Detection of Pathogenesis-Related (PR) Genes
[0198] In addition to R genes, the gene models were analyzed for
the presence and/or expression level of PR genes. Table 6 shows the
functional annotations of PR gene families while Table 7 provides
the number of PR gene homologs identified in each of the tree
species.
TABLE-US-00007 TABLE 6 Functional annotations of PR gene families
(Campos et al., 2007, Genet Mol Biol, 30: 917-U198) PR-1 PR-1a PR-2
B-1,3-glucanase PR-3 Chitinase class I, II, IV, V, VI, VII and
endochitinase PR-4 Chitinase Hevein-like PR-5 Thaumatin-like PR-6
Proteinase inhibitor PR-7 Aspartic proteinase PR-8 Chitinase class
III PR-9 Lignin-forming peroxidase PR-10 Ribonuclease-like PR-11
Chitinase, class V PR-12 Defensin PR-13 Thionin PR-14 Lipid
transfer protein PR-15 Oxalate oxidase PR-16 Oxalate oxidase-like
or gemin-like PR-17 NtPRp27
TABLE-US-00008 TABLE 7 Number of PR gene homologs identified in
each tree species Species N PR genes Beilschmiedia pendula 202
Brosimum alicastrum 160 Dipteryx oleifera 277 Eugenia nesiotica 172
Lacmellea panamensis 205 Virola surinamensis 184
Generation of Candidate Genes
[0199] Using these processes, a short list of genes that harbor
genetic variation likely to be important in pathogen resistance is
generated.
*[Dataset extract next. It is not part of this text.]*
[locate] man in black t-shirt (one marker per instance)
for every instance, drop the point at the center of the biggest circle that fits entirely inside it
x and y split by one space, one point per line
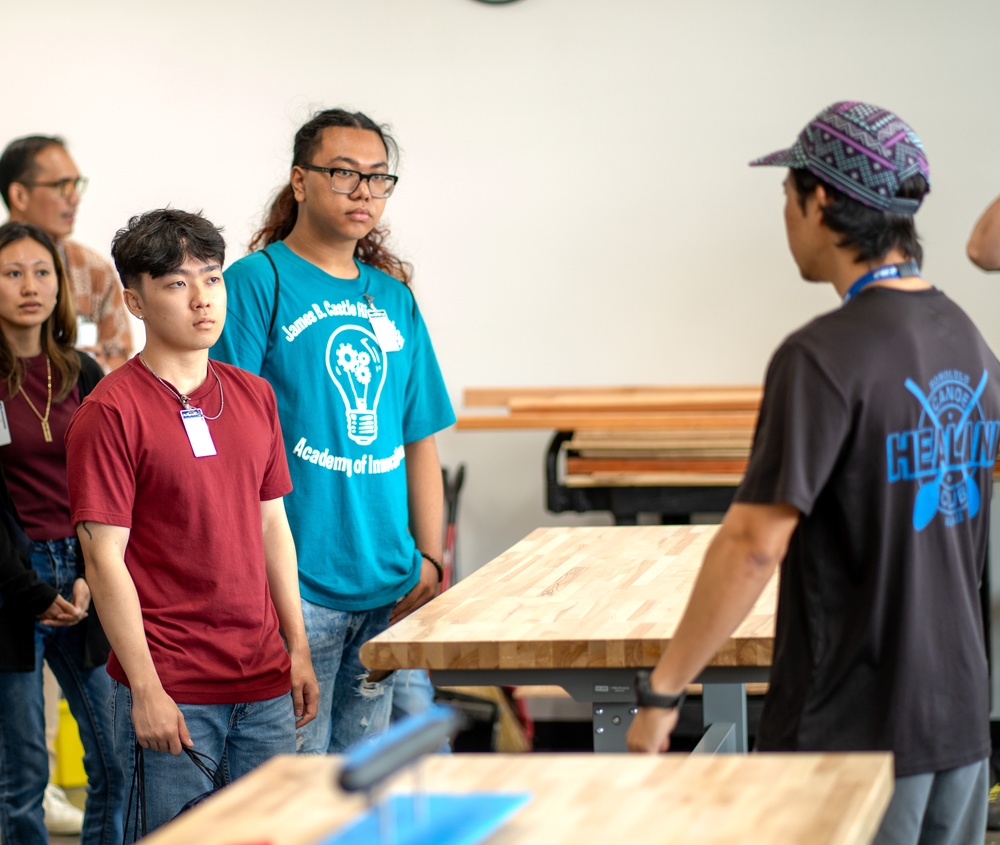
869 482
For the species in the examples shown above, there was
no previous genetic data and nothing known about their
genetic-level mechanisms of disease resistance. These analyses were
performed for an ecological study, but similar analyses may be done
to identify candidate genes to improve durable pathogen resistance
in crops. For example, using the data such as those generated by
way of the described method, a number of courses of action become
available. For example, experimental methods, such as a transient
transfection assay can be utilized to confirm the function of the
candidate genes in pathogen resistance. A breeding strategy can be
enacted to maintain or increase diversity at the identified
particular loci in the focal species or cultivar. A breeding
strategy can be enacted to maintain or increase diversity at
homologous loci in a different species or cultivar. Alleles of the
identified genes can be cloned into another species or cultivar. A
targeted search for alleles of the homologs of the identified genes
can be performed in another species or cultivar. Cloned homologs of
the identified genes can be edited in a different species or
cultivar in order to introduce novel variation at the loci
[0200] Note that the method of uncovering all of the polymorphism
in protein coding genes can reveal more than just alleles effective
against the "pathogen of the moment". The ideal solution in crop
improvement is to create durable resistance, which likely requires
polymorphism at many loci across the genome so that a single
mutation in a pathogen strain does not defeat resistance. Hence, a
critical part of the process described herein is that it informs
the aim of creating durable resistance, a process not readily
attainable by other methods.
[0201] With these methods, growers can make progress for improving
disease resistance in slow-growing plants that are not well suited
for methods requiring breeding for multiple generations and/or in
plants lacking sequenced genomes. Maximizing diversity
(heterozygosity) at these loci is likely to improve plant health in
the immediate future (a single generation) and perhaps over the
long term as well (durable resistance) by overcoming the loss of
diversity in pathogen resistance genes created by bottlenecks,
artificial selection, and inbreeding. Alternatively, the
information provided by the present method can be used for
transgenic approaches, following confirmation of disease resistance
efficacy in transient transfection assays.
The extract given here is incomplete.